A few practical clinical pearls:
- Document baseline acuity with a brief test (BSIT works well in primary care). Self-report is unreliable; patients often underestimate the degree of loss.
- Distinguish anosmia from parosmia in the history. Parosmia (distorted smell) and phantosmia (smelling things that aren't there) are common in post-COVID recovery and require different counselling. The recovery curve for parosmia is often longer and emotionally harder than for anosmia alone.
- Set realistic recovery expectations. Most studies show meaningful improvement within 12 weeks of consistent training, with continued gains over 6 to 12 months. A small subset of patients have persistent dysfunction beyond two years; these patients benefit from referral to specialist chemosensory clinics where available.

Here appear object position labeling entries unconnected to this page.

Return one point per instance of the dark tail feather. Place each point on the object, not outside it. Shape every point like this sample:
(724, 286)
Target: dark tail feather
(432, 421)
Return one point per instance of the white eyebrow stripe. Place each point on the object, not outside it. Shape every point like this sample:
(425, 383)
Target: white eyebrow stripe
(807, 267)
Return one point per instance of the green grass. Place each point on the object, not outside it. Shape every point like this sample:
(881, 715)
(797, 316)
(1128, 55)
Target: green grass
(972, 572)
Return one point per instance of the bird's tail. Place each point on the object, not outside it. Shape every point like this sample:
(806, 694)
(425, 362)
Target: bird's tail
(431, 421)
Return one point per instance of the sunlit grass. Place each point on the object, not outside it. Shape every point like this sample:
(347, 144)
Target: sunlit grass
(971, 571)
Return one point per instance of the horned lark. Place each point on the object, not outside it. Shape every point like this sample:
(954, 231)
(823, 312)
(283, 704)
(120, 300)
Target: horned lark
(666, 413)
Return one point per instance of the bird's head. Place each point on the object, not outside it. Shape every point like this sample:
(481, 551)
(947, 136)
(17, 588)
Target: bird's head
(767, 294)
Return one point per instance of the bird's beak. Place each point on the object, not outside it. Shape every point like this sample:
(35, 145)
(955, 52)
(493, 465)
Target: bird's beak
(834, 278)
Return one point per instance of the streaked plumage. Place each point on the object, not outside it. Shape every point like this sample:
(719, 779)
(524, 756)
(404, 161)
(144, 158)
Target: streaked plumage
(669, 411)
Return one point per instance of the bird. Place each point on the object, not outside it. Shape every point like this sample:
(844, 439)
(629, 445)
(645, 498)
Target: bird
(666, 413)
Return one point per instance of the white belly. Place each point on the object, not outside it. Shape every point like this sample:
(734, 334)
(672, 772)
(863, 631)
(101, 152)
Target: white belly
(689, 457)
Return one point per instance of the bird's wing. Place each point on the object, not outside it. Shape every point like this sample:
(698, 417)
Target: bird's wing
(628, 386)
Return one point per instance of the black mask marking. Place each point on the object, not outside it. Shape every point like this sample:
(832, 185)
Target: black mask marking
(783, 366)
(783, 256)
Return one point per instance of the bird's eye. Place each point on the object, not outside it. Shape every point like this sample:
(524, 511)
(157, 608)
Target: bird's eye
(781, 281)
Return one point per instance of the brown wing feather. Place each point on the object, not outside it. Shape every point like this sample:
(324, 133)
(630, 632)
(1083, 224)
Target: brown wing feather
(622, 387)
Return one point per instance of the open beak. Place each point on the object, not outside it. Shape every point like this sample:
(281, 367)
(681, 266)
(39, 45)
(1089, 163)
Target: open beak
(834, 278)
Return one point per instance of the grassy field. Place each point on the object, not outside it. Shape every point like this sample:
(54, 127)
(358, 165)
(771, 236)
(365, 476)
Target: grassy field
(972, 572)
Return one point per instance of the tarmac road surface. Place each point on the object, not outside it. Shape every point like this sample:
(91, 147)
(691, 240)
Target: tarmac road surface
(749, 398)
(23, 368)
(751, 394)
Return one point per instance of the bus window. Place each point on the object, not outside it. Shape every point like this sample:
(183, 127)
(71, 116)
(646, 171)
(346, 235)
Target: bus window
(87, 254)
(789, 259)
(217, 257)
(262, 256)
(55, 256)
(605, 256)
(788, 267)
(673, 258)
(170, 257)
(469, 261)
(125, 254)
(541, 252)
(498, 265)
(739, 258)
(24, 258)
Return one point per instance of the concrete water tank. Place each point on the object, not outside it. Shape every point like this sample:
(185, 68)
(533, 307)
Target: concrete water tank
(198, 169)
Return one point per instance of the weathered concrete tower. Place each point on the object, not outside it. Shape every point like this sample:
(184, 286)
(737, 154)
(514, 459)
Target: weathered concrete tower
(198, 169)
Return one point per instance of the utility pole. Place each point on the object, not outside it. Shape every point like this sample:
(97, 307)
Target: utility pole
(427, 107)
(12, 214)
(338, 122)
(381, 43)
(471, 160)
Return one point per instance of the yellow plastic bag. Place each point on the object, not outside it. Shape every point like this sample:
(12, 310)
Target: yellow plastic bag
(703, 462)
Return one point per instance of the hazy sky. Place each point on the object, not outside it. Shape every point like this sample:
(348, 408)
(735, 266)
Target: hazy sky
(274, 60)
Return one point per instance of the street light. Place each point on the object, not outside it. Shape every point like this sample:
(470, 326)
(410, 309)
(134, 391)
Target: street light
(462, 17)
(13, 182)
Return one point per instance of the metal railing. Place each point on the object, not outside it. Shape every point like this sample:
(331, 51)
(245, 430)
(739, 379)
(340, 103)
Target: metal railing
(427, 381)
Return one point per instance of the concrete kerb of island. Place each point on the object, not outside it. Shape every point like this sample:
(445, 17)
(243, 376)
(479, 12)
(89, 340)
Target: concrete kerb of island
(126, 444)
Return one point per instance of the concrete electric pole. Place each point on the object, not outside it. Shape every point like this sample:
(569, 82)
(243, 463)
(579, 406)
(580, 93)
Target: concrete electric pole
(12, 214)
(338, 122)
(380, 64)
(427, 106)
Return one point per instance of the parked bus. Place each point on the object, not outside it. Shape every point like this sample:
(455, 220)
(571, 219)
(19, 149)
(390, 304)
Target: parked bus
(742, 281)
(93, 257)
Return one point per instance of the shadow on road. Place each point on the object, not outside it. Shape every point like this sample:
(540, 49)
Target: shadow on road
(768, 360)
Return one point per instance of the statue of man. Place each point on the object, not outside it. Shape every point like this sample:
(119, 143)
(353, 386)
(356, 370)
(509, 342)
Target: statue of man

- Address the secondary effects. Loss of smell commonly disrupts appetite (and weight), reduces enjoyment of social meals, and is associated with elevated rates of depression and anxiety. Screening for these is appropriate at any olfactory follow-up.
Selected references
Titles link to Google Scholar.
- Adams, D. R., Kern, D. W., Wroblewski, K. E., McClintock, M. K., Dale, W., & Pinto, J. M. (2018). Olfactory dysfunction predicts subsequent dementia in older U.S. adults. Journal of the American Geriatrics Society, 66(1), 140–144.
- Devanand, D. P., Lee, S., Manly, J., Andrews, H., Schupf, N., Doty, R. L., et al. (2015). Olfactory deficits predict cognitive decline and Alzheimer dementia in an urban community. Neurology, 84(2), 182–189.
- Sorokowska, A., Drechsler, E., Karwowski, M., & Hummel, T. (2017). Effects of olfactory training: a meta-analysis. Rhinology, 55(1), 17–26.
- Hummel, T., Rissom, K., Reden, J., Hähner, A., Weidenbecher, M., & Hüttenbrink, K. B. (2009). Effects of olfactory training in patients with olfactory loss. Laryngoscope, 119(3), 496–499.
- Le Bon, S. D., Konopnicki, D., Pisarski, N., Prunier, L., Lechien, J. R., & Horoi, M. (2021). Efficacy and safety of oral corticosteroids and olfactory training in the management of COVID-19-related loss of smell. European Archives of Oto-Rhino-Laryngology, 278(8), 3113–3117.
- Knight, J. E., Yoneda, T., Lewis, N. A., Muniz-Terrera, G., Bennett, D. A., & Piccinin, A. M. (2023). Transitions between mild cognitive impairment, dementia, and mortality: the importance of olfaction. The Journals of Gerontology: Series A, 78(7), 1284–1291.